If `(1+3p)/(4),(1-p)/(3),(1-3p)/(2)` are the probabilities of three mutually exclusive events, then the set of all values of p is

To solve the problem, we need to find the set of all values of \( p \) such that the given expressions represent valid probabilities for three mutually exclusive events.
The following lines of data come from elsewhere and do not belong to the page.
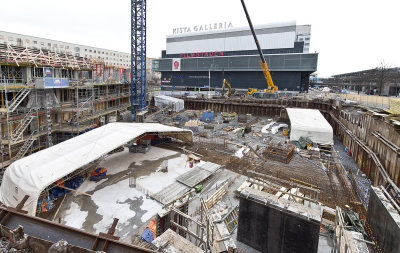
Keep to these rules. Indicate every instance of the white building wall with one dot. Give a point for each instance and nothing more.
(110, 57)
(267, 41)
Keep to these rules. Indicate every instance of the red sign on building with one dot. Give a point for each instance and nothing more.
(202, 54)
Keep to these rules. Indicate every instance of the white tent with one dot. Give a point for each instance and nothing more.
(32, 174)
(164, 101)
(309, 123)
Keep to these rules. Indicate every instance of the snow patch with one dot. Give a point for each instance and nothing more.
(113, 202)
(157, 181)
(88, 185)
(266, 127)
(240, 153)
(275, 129)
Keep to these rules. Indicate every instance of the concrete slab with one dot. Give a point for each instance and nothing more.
(198, 174)
(171, 193)
(171, 242)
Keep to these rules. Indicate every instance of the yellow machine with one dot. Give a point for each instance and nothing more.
(263, 63)
(229, 92)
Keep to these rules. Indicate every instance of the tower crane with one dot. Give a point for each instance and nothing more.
(264, 66)
(138, 56)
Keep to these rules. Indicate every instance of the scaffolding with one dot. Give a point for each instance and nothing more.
(34, 116)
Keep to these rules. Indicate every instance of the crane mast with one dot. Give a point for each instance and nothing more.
(138, 56)
(263, 63)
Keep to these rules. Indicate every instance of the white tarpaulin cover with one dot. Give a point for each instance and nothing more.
(163, 101)
(309, 123)
(32, 174)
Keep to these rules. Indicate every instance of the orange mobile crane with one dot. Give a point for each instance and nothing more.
(264, 66)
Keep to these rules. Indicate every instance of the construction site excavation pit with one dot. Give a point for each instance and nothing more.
(117, 196)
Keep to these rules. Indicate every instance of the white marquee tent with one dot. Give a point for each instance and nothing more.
(33, 174)
(309, 123)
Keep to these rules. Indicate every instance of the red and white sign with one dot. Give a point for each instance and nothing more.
(202, 54)
(176, 64)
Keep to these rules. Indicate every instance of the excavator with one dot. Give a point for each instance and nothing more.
(264, 66)
(229, 92)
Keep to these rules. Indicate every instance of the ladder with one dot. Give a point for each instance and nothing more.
(231, 220)
(18, 132)
(48, 120)
(21, 95)
(28, 143)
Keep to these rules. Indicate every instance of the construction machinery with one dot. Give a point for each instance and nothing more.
(264, 66)
(230, 92)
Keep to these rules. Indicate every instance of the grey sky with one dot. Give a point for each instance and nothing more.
(349, 35)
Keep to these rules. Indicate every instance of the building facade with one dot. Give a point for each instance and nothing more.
(109, 57)
(195, 59)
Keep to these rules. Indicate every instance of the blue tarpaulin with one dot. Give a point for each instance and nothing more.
(148, 235)
(207, 117)
(73, 183)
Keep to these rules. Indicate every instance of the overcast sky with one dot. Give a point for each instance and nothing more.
(349, 35)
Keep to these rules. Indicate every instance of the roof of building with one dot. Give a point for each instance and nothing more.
(33, 174)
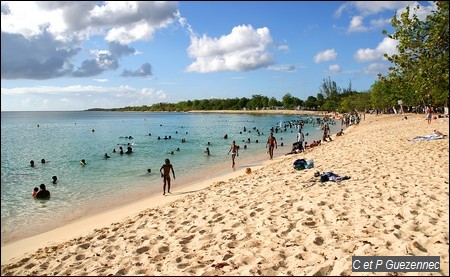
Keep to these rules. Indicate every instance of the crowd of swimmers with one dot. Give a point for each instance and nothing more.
(299, 146)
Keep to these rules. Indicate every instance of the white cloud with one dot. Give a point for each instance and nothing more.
(356, 25)
(244, 49)
(372, 7)
(334, 68)
(50, 34)
(325, 56)
(287, 68)
(421, 13)
(386, 46)
(74, 97)
(284, 48)
(374, 68)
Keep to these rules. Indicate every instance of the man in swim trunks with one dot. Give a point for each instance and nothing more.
(234, 152)
(167, 167)
(272, 143)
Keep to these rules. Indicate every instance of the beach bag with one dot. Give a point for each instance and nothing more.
(300, 164)
(324, 178)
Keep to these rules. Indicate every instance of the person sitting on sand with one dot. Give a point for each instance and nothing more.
(34, 192)
(43, 193)
(437, 133)
(165, 173)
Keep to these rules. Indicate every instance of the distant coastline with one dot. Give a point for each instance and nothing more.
(283, 112)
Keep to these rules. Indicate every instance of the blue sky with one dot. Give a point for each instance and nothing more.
(77, 55)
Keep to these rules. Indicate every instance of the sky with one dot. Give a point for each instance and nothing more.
(75, 55)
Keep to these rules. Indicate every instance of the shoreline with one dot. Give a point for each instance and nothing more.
(244, 160)
(109, 215)
(275, 221)
(274, 112)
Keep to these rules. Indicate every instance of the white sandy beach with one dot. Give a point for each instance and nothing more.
(275, 220)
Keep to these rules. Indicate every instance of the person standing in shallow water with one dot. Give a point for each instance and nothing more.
(234, 152)
(272, 143)
(165, 174)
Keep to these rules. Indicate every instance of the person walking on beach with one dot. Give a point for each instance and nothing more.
(234, 152)
(429, 115)
(272, 143)
(165, 174)
(300, 140)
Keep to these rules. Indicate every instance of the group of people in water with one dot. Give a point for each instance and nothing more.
(300, 145)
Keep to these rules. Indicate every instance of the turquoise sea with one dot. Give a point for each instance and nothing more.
(64, 138)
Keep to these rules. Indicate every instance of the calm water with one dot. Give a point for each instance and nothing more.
(64, 138)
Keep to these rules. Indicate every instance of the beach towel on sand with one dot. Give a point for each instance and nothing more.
(427, 137)
(330, 176)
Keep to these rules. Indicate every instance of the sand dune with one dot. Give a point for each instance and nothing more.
(280, 221)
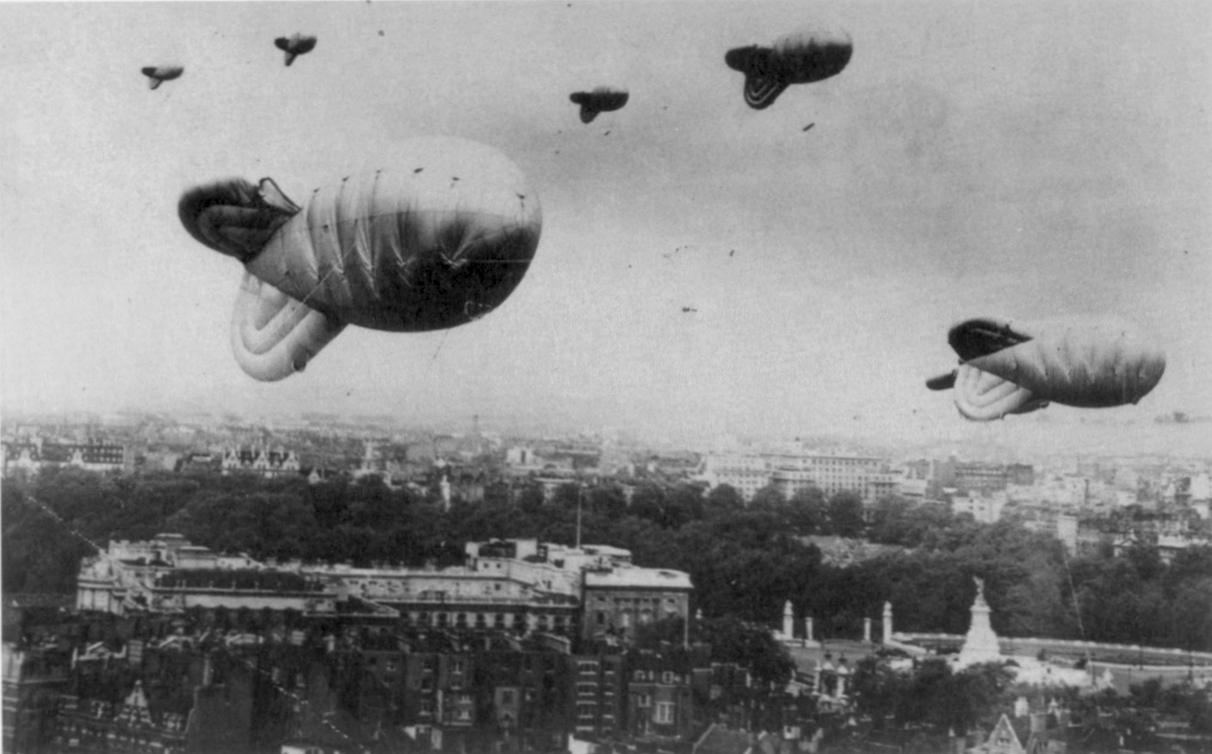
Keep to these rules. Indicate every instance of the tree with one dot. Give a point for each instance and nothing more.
(753, 646)
(846, 514)
(809, 512)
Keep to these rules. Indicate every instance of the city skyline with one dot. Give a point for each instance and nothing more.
(1019, 159)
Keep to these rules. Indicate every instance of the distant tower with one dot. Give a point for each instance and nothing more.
(981, 644)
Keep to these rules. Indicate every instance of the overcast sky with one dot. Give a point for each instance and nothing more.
(1025, 159)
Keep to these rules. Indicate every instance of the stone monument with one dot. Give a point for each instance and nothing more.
(981, 644)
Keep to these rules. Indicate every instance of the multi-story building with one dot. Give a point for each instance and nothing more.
(169, 575)
(790, 470)
(864, 475)
(659, 701)
(619, 600)
(35, 453)
(747, 474)
(268, 463)
(601, 696)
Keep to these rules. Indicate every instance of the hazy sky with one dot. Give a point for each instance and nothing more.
(1027, 159)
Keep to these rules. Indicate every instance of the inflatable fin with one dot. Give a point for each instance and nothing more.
(983, 397)
(273, 335)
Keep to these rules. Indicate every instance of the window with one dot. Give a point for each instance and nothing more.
(664, 712)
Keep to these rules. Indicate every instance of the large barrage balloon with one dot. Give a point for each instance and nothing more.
(159, 74)
(1015, 367)
(601, 100)
(436, 238)
(295, 45)
(812, 55)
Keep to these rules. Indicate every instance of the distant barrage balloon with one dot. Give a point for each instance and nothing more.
(438, 236)
(1016, 367)
(159, 74)
(812, 55)
(601, 100)
(295, 45)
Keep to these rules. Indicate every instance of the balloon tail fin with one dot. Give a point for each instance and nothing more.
(273, 336)
(982, 397)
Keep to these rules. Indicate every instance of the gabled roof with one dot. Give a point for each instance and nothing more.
(720, 740)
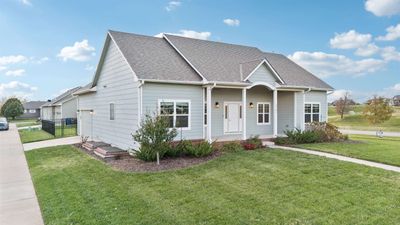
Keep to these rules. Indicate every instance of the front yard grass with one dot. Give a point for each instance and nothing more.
(33, 135)
(250, 187)
(384, 150)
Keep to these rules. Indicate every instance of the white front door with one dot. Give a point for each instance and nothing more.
(232, 120)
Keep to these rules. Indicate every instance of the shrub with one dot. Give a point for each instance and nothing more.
(202, 149)
(154, 136)
(255, 140)
(232, 147)
(249, 146)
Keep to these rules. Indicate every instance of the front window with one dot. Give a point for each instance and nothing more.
(311, 112)
(263, 113)
(176, 112)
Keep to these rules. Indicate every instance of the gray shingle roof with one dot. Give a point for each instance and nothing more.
(33, 104)
(153, 58)
(64, 96)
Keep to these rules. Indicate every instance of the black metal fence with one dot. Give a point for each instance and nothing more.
(61, 127)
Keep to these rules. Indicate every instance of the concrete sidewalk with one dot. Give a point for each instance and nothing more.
(52, 142)
(373, 133)
(341, 158)
(18, 202)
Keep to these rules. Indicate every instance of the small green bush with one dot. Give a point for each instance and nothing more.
(232, 147)
(255, 141)
(202, 149)
(154, 136)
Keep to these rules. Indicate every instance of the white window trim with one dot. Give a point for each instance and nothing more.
(269, 113)
(311, 114)
(174, 114)
(109, 111)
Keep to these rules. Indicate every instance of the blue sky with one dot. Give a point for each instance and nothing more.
(49, 46)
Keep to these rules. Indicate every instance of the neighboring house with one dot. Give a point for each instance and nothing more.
(32, 110)
(396, 100)
(62, 107)
(208, 90)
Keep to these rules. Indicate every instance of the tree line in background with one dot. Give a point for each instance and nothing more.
(377, 109)
(11, 107)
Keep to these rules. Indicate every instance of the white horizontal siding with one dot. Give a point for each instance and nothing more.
(115, 85)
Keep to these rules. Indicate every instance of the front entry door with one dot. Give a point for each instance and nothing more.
(232, 118)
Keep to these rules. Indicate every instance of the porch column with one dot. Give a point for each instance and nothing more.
(209, 106)
(244, 106)
(275, 112)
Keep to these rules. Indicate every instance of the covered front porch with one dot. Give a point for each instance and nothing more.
(237, 113)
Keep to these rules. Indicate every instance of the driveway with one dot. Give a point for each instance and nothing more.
(18, 202)
(364, 132)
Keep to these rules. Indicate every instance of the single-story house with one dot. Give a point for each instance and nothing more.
(208, 90)
(62, 107)
(32, 109)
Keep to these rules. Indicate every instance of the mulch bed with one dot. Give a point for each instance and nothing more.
(131, 164)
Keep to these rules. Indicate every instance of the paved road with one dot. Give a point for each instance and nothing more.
(52, 142)
(342, 158)
(364, 132)
(18, 202)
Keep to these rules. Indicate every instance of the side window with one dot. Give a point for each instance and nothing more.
(312, 112)
(112, 111)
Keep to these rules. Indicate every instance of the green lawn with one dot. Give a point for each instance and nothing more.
(358, 122)
(40, 135)
(252, 187)
(34, 135)
(385, 150)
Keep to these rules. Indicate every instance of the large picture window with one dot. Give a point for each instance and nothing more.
(312, 112)
(263, 113)
(177, 112)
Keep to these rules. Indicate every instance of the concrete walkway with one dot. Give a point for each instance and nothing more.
(52, 142)
(373, 133)
(18, 202)
(342, 158)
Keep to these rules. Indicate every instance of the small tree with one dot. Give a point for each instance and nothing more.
(154, 137)
(343, 105)
(378, 110)
(12, 108)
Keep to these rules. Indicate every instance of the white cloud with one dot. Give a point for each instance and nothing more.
(80, 51)
(15, 73)
(232, 22)
(89, 67)
(383, 7)
(12, 59)
(349, 40)
(325, 65)
(190, 34)
(338, 94)
(26, 2)
(172, 5)
(368, 50)
(393, 33)
(16, 88)
(390, 54)
(395, 87)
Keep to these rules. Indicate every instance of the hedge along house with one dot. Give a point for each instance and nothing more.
(61, 107)
(207, 90)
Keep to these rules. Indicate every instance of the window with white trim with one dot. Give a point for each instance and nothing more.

The probabilities given are: 1. \( P_1 = \frac{1 + 3p}{4} \) 2. \( P_2 = \frac{1 - p}{3} \) 3. \( P_3 = \frac{1 - 3p}{2} \) ### Step 1: Establish the conditions for probabilities Since these are probabilities, they must satisfy the conditions: \[ 0 \leq P_1 \leq 1 \] \[ 0 \leq P_2 \leq 1 \] \[ 0 \leq P_3 \leq 1 \] ### Step 2: Solve the inequalities for \( P_1 \) For \( P_1 \): \[ 0 \leq \frac{1 + 3p}{4} \leq 1 \] **Lower Bound:** \[ 1 + 3p \geq 0 \implies 3p \geq -1 \implies p \geq -\frac{1}{3} \] **Upper Bound:** \[ 1 + 3p \leq 4 \implies 3p \leq 3 \implies p \leq 1 \] Thus, from \( P_1 \), we have: \[ -\frac{1}{3} \leq p \leq 1 \] ### Step 3: Solve the inequalities for \( P_2 \) For \( P_2 \): \[ 0 \leq \frac{1 - p}{3} \leq 1 \] **Lower Bound:** \[ 1 - p \geq 0 \implies p \leq 1 \] **Upper Bound:** \[ 1 - p \leq 3 \implies -p \leq 2 \implies p \geq -2 \] Thus, from \( P_2 \), we have: \[ -2 \leq p \leq 1 \] ### Step 4: Solve the inequalities for \( P_3 \) For \( P_3 \): \[ 0 \leq \frac{1 - 3p}{2} \leq 1 \] **Lower Bound:** \[ 1 - 3p \geq 0 \implies 3p \leq 1 \implies p \leq \frac{1}{3} \] **Upper Bound:** \[ 1 - 3p \leq 2 \implies -3p \leq 1 \implies p \geq -\frac{1}{3} \] Thus, from \( P_3 \), we have: \[ -\frac{1}{3} \leq p \leq \frac{1}{3} \] ### Step 5: Combine the results Now we combine the results from all three inequalities: 1. From \( P_1 \): \( -\frac{1}{3} \leq p \leq 1 \) 2. From \( P_2 \): \( -2 \leq p \leq 1 \) 3. From \( P_3 \): \( -\frac{1}{3} \leq p \leq \frac{1}{3} \) The intersection of these intervals gives us: \[ -\frac{1}{3} \leq p \leq \frac{1}{3} \] ### Conclusion Thus, the set of all values of \( p \) such that the given expressions are valid probabilities is: \[ \boxed{[-\frac{1}{3}, \frac{1}{3}]} \]